'How to retrieve value from a KeyEntry using its alias using android Keystore API
I want to encrypt some arbitrary string using public key and decrypt the string using private key. I am able to achieve this. I am sharing the class I have written
import static android.security.keystore.KeyProperties.DIGEST_SHA256;
import android.content.Context;
import android.os.Build;
import android.security.KeyPairGeneratorSpec;
import android.security.keystore.KeyGenParameterSpec;
import android.security.keystore.KeyProperties;
import android.util.Base64;
import android.util.Log;
import java.io.ByteArrayInputStream;
import java.io.ByteArrayOutputStream;
import java.io.IOException;
import java.math.BigInteger;
import java.nio.charset.StandardCharsets;
import java.security.InvalidAlgorithmParameterException;
import java.security.InvalidKeyException;
import java.security.KeyPair;
import java.security.KeyPairGenerator;
import java.security.KeyStore;
import java.security.KeyStoreException;
import java.security.NoSuchAlgorithmException;
import java.security.NoSuchProviderException;
import java.security.PrivateKey;
import java.security.PublicKey;
import java.security.UnrecoverableEntryException;
import java.security.cert.CertificateException;
import java.util.ArrayList;
import java.util.Calendar;
import javax.crypto.Cipher;
import javax.crypto.CipherInputStream;
import javax.crypto.CipherOutputStream;
import javax.crypto.NoSuchPaddingException;
import javax.security.auth.x500.X500Principal;
public class CipherUtils {
private static final String TAG = CipherUtils.class.getSimpleName();
public static final String ANDROID_KEY_STORE = "AndroidKeyStore";
private static final String TRANSFORMATION = "RSA/ECB/PKCS1Padding";
public static void generateKeyWithDynamicAlias(Context context, String alias) {
try {
KeyStore keyStore = KeyStore.getInstance(ANDROID_KEY_STORE);
keyStore.load(null);
int nBefore = keyStore.size();
// Create the keys if necessary
if (!keyStore.containsAlias(alias)) {
Calendar notBefore = Calendar.getInstance();
Calendar notAfter = Calendar.getInstance();
notAfter.add(Calendar.YEAR, 1);
KeyPairGenerator generator = null;
if (android.os.Build.VERSION.SDK_INT >= android.os.Build.VERSION_CODES.M) {
generator = KeyPairGenerator.getInstance(KeyProperties.KEY_ALGORITHM_RSA, ANDROID_KEY_STORE);
generator.initialize(new
KeyGenParameterSpec.Builder(alias,
KeyProperties.PURPOSE_ENCRYPT |
KeyProperties.PURPOSE_DECRYPT)
.setKeySize(1024)
.setDigests(DIGEST_SHA256)
.setEncryptionPaddings(KeyProperties.ENCRYPTION_PADDING_RSA_PKCS1)
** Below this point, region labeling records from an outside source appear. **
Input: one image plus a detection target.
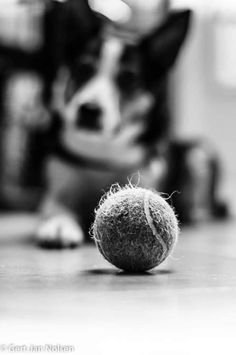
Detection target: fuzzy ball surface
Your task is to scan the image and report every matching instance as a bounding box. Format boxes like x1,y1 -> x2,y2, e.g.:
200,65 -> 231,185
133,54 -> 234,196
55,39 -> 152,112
92,186 -> 179,272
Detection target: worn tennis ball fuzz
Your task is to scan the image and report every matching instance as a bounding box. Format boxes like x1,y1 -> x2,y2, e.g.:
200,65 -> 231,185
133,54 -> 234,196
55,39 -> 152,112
92,186 -> 179,272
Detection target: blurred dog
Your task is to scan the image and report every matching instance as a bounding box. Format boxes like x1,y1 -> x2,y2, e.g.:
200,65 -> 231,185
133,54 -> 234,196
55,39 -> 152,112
34,2 -> 194,246
0,0 -> 229,247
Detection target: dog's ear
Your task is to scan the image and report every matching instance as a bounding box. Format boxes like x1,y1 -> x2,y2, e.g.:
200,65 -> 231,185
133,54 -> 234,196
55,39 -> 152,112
140,10 -> 191,79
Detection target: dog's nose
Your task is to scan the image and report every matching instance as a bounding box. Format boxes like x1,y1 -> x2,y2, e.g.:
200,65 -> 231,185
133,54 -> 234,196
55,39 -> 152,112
76,103 -> 102,130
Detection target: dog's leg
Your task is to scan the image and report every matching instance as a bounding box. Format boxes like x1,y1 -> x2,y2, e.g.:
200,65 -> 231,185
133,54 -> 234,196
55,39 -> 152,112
36,197 -> 84,248
35,160 -> 84,248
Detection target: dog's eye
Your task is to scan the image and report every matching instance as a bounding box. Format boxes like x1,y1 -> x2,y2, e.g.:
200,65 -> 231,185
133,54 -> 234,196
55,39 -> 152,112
117,69 -> 140,93
74,61 -> 95,84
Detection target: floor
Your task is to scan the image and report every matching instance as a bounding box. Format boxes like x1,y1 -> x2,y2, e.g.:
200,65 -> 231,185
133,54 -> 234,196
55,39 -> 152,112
0,216 -> 236,355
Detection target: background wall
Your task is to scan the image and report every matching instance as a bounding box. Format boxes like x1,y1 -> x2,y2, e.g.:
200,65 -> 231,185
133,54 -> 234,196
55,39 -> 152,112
172,0 -> 236,211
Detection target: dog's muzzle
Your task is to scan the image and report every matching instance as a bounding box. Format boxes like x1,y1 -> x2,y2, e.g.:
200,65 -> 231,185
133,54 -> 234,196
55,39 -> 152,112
76,103 -> 102,131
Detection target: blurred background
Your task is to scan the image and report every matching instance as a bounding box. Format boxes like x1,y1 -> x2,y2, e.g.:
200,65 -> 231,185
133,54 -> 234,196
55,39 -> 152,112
0,0 -> 236,218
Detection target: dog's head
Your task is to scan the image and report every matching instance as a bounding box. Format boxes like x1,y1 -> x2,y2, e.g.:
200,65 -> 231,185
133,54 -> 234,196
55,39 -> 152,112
50,1 -> 190,138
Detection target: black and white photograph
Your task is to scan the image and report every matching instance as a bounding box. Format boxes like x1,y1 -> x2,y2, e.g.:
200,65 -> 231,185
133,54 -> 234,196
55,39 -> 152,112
0,0 -> 236,355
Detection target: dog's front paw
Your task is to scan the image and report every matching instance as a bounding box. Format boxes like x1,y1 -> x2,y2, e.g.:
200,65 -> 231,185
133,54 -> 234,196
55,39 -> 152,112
36,215 -> 84,249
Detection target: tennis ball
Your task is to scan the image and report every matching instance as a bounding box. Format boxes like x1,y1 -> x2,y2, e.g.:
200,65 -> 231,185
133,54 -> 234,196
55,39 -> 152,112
91,186 -> 179,272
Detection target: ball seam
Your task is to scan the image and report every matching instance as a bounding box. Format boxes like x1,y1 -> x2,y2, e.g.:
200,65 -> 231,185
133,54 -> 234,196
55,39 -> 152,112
144,191 -> 168,261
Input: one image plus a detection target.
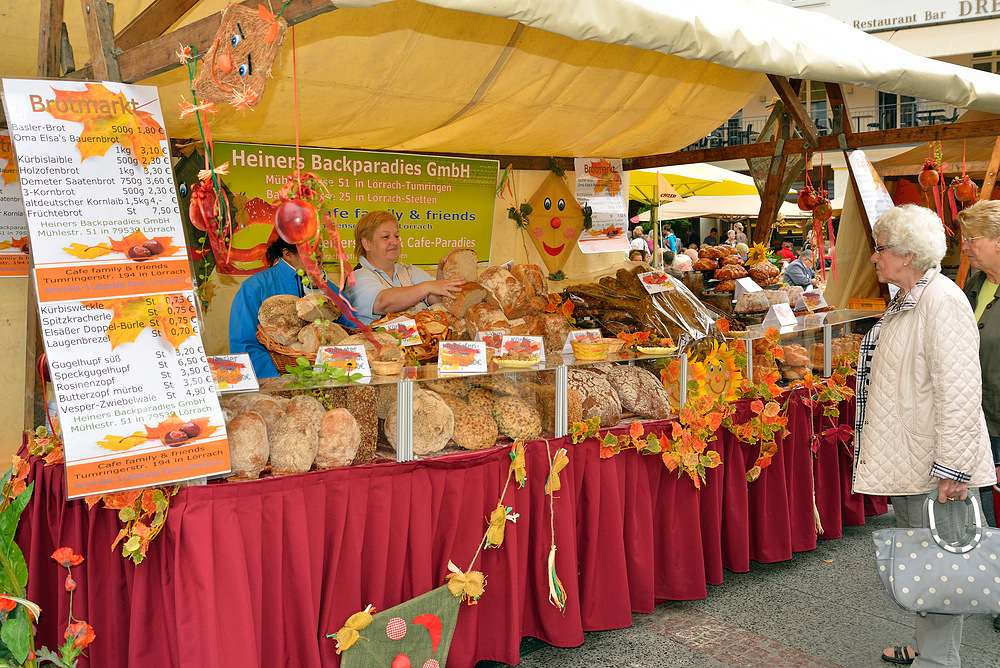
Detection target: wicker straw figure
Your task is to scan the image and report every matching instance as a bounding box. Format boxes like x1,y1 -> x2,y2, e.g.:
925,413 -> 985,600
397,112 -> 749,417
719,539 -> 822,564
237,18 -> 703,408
194,4 -> 288,109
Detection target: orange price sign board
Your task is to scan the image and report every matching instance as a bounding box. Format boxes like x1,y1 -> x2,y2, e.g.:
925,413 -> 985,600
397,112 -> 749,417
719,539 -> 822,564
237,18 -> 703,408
0,79 -> 230,498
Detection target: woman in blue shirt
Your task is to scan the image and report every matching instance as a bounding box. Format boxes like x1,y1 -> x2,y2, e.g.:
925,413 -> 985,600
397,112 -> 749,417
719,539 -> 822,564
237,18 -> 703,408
229,237 -> 352,378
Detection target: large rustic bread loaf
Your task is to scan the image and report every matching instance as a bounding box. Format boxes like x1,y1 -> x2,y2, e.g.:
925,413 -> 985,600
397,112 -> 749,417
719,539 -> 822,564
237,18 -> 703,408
316,408 -> 361,469
604,364 -> 671,420
384,388 -> 455,455
271,412 -> 319,475
568,369 -> 622,427
257,295 -> 306,346
226,412 -> 271,480
295,292 -> 340,322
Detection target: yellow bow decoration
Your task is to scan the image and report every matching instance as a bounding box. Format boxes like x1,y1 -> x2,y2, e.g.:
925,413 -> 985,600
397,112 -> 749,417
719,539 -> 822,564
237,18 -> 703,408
327,605 -> 375,654
445,561 -> 486,605
486,501 -> 521,547
545,448 -> 569,494
510,439 -> 528,487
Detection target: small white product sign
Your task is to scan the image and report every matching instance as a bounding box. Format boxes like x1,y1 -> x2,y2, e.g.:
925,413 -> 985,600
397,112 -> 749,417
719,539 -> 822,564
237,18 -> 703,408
316,344 -> 372,378
205,353 -> 260,394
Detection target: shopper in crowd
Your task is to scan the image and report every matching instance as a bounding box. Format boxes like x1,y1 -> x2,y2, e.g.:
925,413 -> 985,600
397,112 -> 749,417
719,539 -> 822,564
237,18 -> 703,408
958,200 -> 1000,532
734,223 -> 750,245
785,251 -> 819,290
853,204 -> 996,668
345,211 -> 465,325
229,237 -> 351,378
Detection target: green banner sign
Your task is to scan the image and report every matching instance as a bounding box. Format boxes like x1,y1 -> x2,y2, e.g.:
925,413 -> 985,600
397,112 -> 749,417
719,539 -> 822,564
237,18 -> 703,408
215,142 -> 500,265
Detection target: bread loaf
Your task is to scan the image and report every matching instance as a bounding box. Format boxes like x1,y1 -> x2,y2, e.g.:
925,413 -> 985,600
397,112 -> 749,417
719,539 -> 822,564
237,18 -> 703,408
479,267 -> 532,319
441,282 -> 488,318
385,388 -> 455,455
452,404 -> 500,450
257,295 -> 306,346
295,292 -> 340,322
441,248 -> 479,283
271,414 -> 319,475
604,364 -> 672,420
568,368 -> 622,427
510,264 -> 549,298
316,408 -> 361,469
465,302 -> 510,338
298,320 -> 348,353
226,412 -> 271,480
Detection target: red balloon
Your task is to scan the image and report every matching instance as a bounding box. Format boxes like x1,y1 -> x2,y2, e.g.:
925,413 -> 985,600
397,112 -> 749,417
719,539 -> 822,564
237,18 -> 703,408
274,199 -> 319,244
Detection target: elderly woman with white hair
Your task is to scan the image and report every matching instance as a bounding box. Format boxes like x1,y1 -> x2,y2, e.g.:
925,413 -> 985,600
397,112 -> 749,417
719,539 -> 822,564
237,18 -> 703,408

.setCertificateSubject(new X500Principal("CN=" + alias))
.setCertificateSerialNumber(BigInteger.ONE)
.setCertificateNotBefore(notBefore.getTime())
.setCertificateNotAfter(notAfter.getTime())
.build());
} else {
generator = KeyPairGenerator.getInstance("RSA", ANDROID_KEY_STORE);
generator.initialize( new KeyPairGeneratorSpec.Builder(context)
.setAlias(alias)
.setKeySize(1024)
.setSubject(new X500Principal("CN=" + alias))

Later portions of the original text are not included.